Murphy
Browne © May 25-2019
AFRICAN LIBERATION DAY
“Fellow
citizens of Africa, I greet you in the name of the Universal Negro Improvement
Association and African Communities League of the World. The Universal Negro
Improvement Association is an organization that seeks to unite, into one solid
body, the 400 million Negroes in the world. To link up the 50 million Negroes
in the United States of America, with the 20 million Negroes of the West
Indies, the 40 million Negroes of South and Central America, with the 280
million Negroes of Africa, for the purpose of bettering our industrial,
commercial, educational, social, and political conditions. We of the Universal
Negro Improvement Association are raising the cry of “Africa for the Africans,”
those at home and those abroad. We want every Negro to work for one common
object, that of building a nation of his own on the great continent of Africa.
We want the moral and financial support of every Negro to make this dream a
possibility.”
Excerpt
from the “Back to Africa” speech by the Honourable Marcus Mosiah Garvey, 1921
“Africa
for the Africans, those at home and those abroad” was the rallying cry of the
early Pan-African Movement. The Pan-African Movement grew out of a resistance
to the colonization of the African continent by various European tribes. May 25
is African Liberation Day (ALD) and has been observed as such since May 25-1963
with the launch of the Organization of African Unity (AOU.) The AOU became the
African Union (AU,) established in May, 2001 in Addis Ababa, Ethiopia. As May
25-2019 approaches, we should heed the words of the Honourable Marcus Mosiah
Garvey who said: “A people without the knowledge of their past history, origin
and culture is like a tree without roots.” His Imperial Majesty, Haile Selassie
I, said: “An awareness of our past is essential to the establishment of our
personality and our identity as Africans.”
In
1921, when Garvey made his “Back to Africa” speech, the enslavement of Africans
by the Portuguese in Brazil had only been abolished 33 years (1888.) On November
15-1884 (just 50 years after slavery was abolished in Canada on August 1-1834,)
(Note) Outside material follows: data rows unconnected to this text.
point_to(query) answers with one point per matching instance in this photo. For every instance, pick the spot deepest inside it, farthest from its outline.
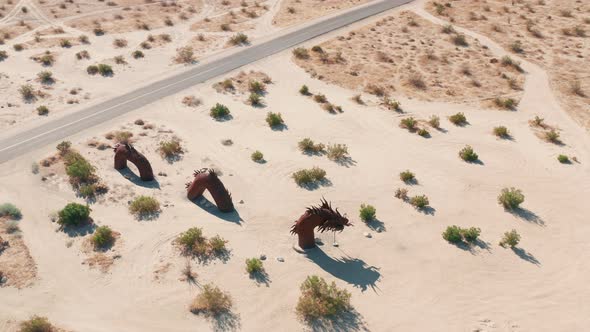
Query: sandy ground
(404, 278)
(554, 35)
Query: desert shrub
(453, 234)
(10, 210)
(468, 154)
(471, 234)
(105, 70)
(92, 69)
(308, 146)
(563, 159)
(239, 39)
(337, 152)
(319, 299)
(212, 301)
(102, 237)
(254, 265)
(144, 206)
(170, 148)
(367, 212)
(458, 119)
(407, 176)
(419, 201)
(219, 111)
(27, 92)
(301, 53)
(311, 176)
(185, 55)
(459, 40)
(552, 136)
(274, 119)
(36, 324)
(255, 99)
(46, 77)
(511, 198)
(408, 123)
(73, 214)
(510, 239)
(304, 90)
(505, 103)
(42, 110)
(257, 156)
(501, 132)
(434, 121)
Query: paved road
(57, 129)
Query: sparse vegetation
(307, 177)
(367, 212)
(219, 112)
(467, 154)
(144, 207)
(510, 239)
(73, 214)
(511, 198)
(321, 300)
(274, 120)
(212, 301)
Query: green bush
(511, 198)
(309, 176)
(212, 301)
(453, 234)
(407, 176)
(257, 156)
(274, 119)
(73, 214)
(501, 132)
(468, 154)
(42, 110)
(144, 206)
(308, 146)
(510, 239)
(36, 324)
(563, 159)
(10, 210)
(337, 152)
(219, 111)
(102, 237)
(304, 90)
(367, 212)
(254, 265)
(420, 201)
(319, 299)
(458, 119)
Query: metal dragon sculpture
(207, 179)
(125, 152)
(323, 217)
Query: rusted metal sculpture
(126, 151)
(323, 217)
(207, 179)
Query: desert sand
(404, 277)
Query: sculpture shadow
(527, 215)
(527, 256)
(135, 179)
(79, 230)
(350, 320)
(376, 225)
(211, 208)
(226, 321)
(261, 278)
(351, 270)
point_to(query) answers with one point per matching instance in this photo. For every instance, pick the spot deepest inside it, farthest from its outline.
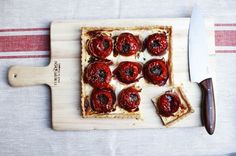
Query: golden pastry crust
(143, 32)
(182, 112)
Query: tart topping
(98, 75)
(156, 71)
(156, 44)
(127, 44)
(100, 46)
(103, 100)
(129, 99)
(127, 72)
(168, 104)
a group of White men, representing 14 nations met for 4 months, from November
15-1884 until February 26-1885 in Berlin to carve up, colonize and exploit
Africans and the African continent. No Africans were consulted, but the Richard
J. Gatling, November 4, 1862 machine gun, had been improved by Hiram Maxim in
1884. With “the first effective machine gun” Europeans had an advantage with a “might
is right” mindset or as some of the elders from my childhood frequently said,
the Europeans were “wrong and strong.” The African continent was invaded by
Europeans who colonized, oppressed and exploited Africans throughout the 20th
century. Ethiopia was the sole African country which successfully resisted
European colonization. The colonizers included Austria-Hungary, Belgium,
Denmark, France, Germany, Great Britain, Italy, the Netherlands, Portugal,
Russia, Spain, Sweden-Norway (unified from 1814-1905), Turkey and the United
States of America.
On
May 25-1963, His Imperial Majesty Haile Selassie I greeting the delegates of
the first gathering of the independent African nations at the launch of the OAU,
stated: “We seek, at this meeting, to determine whither we are going and to
chart the course of our destiny. The period of colonialism into which we were
plunged culminated with our continent fettered and bound; with our once proud
and free peoples reduced to humiliation and slavery; with Africa’s terrain
cross-hatched and chequer-boarded by artificial and arbitrary boundaries.”
In
2019, the words of Garvey and H.I.M. Haile Selassie I, remain relevant as daily,
traumatizing images and stories of the mistreatment of Africans victimized by
White supremacy are shared on social media. Africans on the continent are being
recolonized by various “world powers” including China and the USA. Some are
calling it the new “Scramble for Africa,” decades after Europeans carved up the
African continent. In the 21st century it is imperative for us to
remember our history, what we have suffered and what we have achieved. May
25-2019 marks 56 years since the African nations gathered in Addis Ababa. On
Saturday May 25-2019, ALD will be celebrated by many African communities around
the world including Britain, Canada, the Gambia, Ghana, Guinea, Kenya, Lesotho,
Mali, Mauritania, Namibia, Tanzania, the USA, Zambia and Zimbabwe. In this 5th
year of the “International Decade for People of African Descent” (2015-2024) ALD
will be commemorated with various activities including symposiums, where
political and social issues relevant to African communities will be discussed.